O papa chegou ao país mais hostil da América Latina em relação à Igreja católica e que se encontra em plena mudança social: acaba de aprovar a prática do aborto terapêutico e, no Parlamento, tramita o projeto sobre casamento homossexual, após a adoção da união civil por pessoas do mesmo sexo, assim como uma lei de identidade de gênero.

O Vaticano não esconde que a viagem ao Chile, a segunda de um papa após a realizada em plena ditadura militar (1973-1990) por João Paulo II, é uma das mais complexas feitas pelo papa argentino.

Sermão ao clero chileno

Neste sentido, Francisco culpou de certa maneira os representantes da igreja chilena, considerada por alguns como distante dos fiéis. "Não somos super-heróis que, do alto, descemos para encontrar os 'mortais'", criticando uma atitude "elitista". O povo prefere "pastores, consagrados, que sabem ter compaixão, que sabem estender a mão, que sabem parar diante de quem está caído", lembrou, antes de afirmar que "não existe a selfie vocacional. A vocação exige que a foto seja tirada do outro", ilustrou com um sorriso, suscitando gargalhadas da plateia.

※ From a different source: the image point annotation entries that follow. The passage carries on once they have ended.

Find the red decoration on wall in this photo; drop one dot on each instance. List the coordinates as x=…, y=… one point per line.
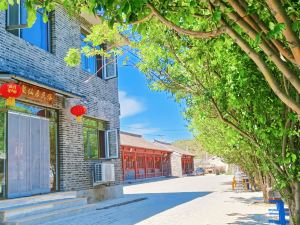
x=78, y=111
x=11, y=91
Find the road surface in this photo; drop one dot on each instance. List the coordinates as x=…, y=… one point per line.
x=205, y=200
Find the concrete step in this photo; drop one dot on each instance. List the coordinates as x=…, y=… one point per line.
x=20, y=211
x=49, y=216
x=36, y=199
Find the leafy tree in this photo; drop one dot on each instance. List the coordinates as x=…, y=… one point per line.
x=219, y=82
x=200, y=51
x=267, y=31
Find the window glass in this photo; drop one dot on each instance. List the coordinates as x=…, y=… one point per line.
x=89, y=122
x=89, y=64
x=37, y=35
x=13, y=18
x=90, y=137
x=94, y=138
x=2, y=154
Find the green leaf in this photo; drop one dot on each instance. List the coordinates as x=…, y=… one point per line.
x=31, y=13
x=73, y=57
x=45, y=17
x=217, y=15
x=258, y=39
x=296, y=26
x=3, y=5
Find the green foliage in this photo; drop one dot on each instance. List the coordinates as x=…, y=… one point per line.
x=3, y=4
x=73, y=57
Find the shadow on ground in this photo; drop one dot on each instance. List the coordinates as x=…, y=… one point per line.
x=148, y=180
x=252, y=200
x=154, y=204
x=249, y=219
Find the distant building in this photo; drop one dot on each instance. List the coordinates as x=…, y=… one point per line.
x=182, y=161
x=142, y=159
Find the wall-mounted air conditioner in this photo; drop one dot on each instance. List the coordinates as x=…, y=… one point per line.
x=104, y=172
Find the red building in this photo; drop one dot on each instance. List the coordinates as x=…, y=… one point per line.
x=142, y=159
x=182, y=161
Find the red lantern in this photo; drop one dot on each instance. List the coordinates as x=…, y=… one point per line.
x=78, y=111
x=11, y=91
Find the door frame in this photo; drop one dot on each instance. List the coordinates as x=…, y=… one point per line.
x=5, y=111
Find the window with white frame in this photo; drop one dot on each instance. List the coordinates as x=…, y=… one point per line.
x=103, y=67
x=38, y=34
x=99, y=143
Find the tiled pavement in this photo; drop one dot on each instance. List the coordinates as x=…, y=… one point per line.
x=204, y=200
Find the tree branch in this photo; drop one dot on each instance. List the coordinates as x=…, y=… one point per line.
x=264, y=69
x=254, y=21
x=293, y=78
x=143, y=19
x=281, y=17
x=191, y=33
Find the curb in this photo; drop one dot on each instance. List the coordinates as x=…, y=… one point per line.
x=123, y=203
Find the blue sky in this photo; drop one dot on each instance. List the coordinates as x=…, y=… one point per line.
x=155, y=115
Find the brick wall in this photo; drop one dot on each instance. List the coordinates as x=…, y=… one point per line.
x=101, y=96
x=176, y=167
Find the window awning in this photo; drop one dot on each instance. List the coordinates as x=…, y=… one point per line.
x=48, y=83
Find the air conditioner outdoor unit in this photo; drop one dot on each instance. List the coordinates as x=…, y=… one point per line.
x=104, y=172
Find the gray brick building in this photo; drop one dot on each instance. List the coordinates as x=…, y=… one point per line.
x=34, y=58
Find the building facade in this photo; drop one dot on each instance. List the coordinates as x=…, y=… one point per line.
x=182, y=161
x=43, y=148
x=142, y=159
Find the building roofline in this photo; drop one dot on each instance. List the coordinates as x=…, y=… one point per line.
x=131, y=134
x=9, y=76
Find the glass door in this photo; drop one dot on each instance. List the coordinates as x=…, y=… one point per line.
x=2, y=153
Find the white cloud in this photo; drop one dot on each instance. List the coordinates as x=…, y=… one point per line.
x=130, y=106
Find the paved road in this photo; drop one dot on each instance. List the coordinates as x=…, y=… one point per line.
x=204, y=200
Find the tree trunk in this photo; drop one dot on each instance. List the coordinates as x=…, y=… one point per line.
x=296, y=214
x=264, y=187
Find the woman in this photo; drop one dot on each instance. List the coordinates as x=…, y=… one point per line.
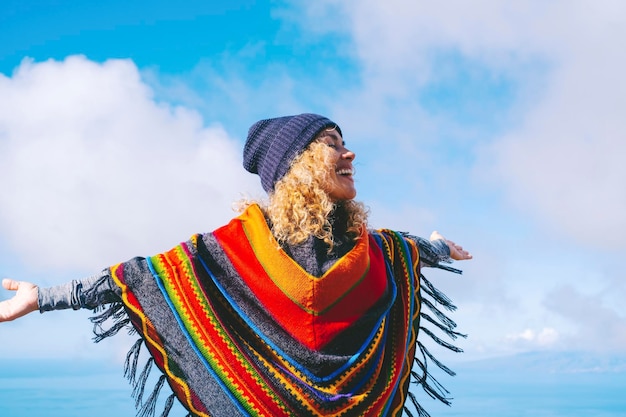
x=294, y=308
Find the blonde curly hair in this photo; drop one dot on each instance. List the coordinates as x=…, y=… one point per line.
x=300, y=206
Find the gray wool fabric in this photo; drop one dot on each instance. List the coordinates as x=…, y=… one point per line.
x=272, y=144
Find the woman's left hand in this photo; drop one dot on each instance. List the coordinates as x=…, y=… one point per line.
x=456, y=251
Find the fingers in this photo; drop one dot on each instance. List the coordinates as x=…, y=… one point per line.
x=10, y=284
x=436, y=235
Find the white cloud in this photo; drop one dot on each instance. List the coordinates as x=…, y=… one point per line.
x=96, y=171
x=560, y=160
x=542, y=338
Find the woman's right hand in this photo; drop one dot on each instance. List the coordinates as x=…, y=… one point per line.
x=25, y=300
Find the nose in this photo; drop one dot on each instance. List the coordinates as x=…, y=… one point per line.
x=348, y=154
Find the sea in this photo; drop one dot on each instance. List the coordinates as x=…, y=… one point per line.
x=527, y=385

Pouco antes, o papa visitou uma prisão feminina - uma das atividades que mais aprecia em suas viagens - para, entre outras coisas, advogar pelos programas de reinserção.

Indígenas e migrantes

Após concluir seu primeiro dia no Chile com um passeio no papamóvel pelo centro de Santiago, onde centenas de pessoas o aguardavam sob um sol forte, e com um encontro privado com sacerdotes da Companhia de Jesus, sua congregação, o papa tem previsto viajar na quarta-feira para Temuco, no coração de La Araucanía, que vive tensões pelas reivindicações de terras ancestrais de grupos mapuche. Na quinta-feira, antes de prosseguir para o Peru, Francisco irá a Iquique (norte), epicentro da imigração, que junto com os povos originários são objeto de preocupação.